Wednesday, April 30, 2008
Lance S. Hall (ASA, cofounder and President of FMV Opinions) has recently authored a article entitled The New Frontier: Non-Charitable Estate Planning Transfers with Fractional Interests in Art (and Other Personal Property).
Here is the conclusion of his article:
With the art market reaching new highs and investor interest in art exceeding previous norms, increased scrutiny to the estate planning needs of art collectors and investors is required. With the changes in the rules for charitable gifting under the 2006 Pension Protection Act, charitable gifts of art are no longer as attractive. Alternatively, fractional interest gifting to the junior generation may result in significant estate tax reduction. Even if a gift is not made, art investors/collectors in community property states may be able to avail themselves of undivided interest discounts at death.
Clearly, undivided interest discounts for art and other personal property are likely to incur close scrutiny and outright rejection by the IRS. However, under the principles of "fair market value" an undivided interest discount is applicable. The challenge will be convincing the court that an analysis with no empirical data involving actual undivided interest sales in art will meet the taxpayer's burden of proof.

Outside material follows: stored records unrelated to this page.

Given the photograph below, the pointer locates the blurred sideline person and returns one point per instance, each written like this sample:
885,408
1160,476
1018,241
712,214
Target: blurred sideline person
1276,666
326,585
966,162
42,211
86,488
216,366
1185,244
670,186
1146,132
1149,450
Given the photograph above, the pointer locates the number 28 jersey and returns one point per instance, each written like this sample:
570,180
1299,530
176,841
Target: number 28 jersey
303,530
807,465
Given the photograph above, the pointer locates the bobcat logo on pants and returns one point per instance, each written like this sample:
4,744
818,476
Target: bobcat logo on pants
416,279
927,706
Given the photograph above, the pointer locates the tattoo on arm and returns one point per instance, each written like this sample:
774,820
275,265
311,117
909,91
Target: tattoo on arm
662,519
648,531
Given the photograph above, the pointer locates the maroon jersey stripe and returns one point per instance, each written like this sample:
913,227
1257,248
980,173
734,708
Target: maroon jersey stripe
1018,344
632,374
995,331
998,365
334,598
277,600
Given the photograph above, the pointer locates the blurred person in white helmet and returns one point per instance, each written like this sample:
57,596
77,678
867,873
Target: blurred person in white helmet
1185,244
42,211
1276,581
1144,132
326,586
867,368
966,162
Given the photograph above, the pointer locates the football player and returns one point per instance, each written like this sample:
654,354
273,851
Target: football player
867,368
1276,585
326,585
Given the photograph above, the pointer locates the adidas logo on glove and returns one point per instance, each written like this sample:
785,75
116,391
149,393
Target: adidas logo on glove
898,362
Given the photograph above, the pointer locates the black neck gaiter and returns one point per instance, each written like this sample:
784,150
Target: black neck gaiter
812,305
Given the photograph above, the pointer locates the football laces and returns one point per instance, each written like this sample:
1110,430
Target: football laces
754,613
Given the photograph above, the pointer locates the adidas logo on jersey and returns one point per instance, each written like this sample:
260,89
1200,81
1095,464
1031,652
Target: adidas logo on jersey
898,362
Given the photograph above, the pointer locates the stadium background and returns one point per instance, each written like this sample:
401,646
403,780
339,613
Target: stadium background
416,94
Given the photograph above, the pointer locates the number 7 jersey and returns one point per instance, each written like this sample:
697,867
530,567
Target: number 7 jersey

The courts have overcome identical difficulties associated with the lack of empirical data when discounting undivided interests in real estate. The issues are no different with art, collectibles and other personal property. An objective measure of the hierarchy of discounts applicable to different asset classes is to examine the relative volatility of the individual art or personal property with other classes of investments where empirical data is available (real estate is generally less volatile than stock and art, stock is generally less volatile than art, art is generally less volatile than gold and commodities). Then, the specific attributes of the art (or other personal property) could be used to more subjectively adjust the discount up or down, accordingly.
To focus the court's attention to the lack of control and lack of marketability of the interest, and away from the right to partition, a transfer made subject to an agreement to waive the right to partition is advisable.
With the charitable gifting no longer as advantageous, the estate planning professional can expect to see a significant rise in fractional interest discount planning for art (and other personal property).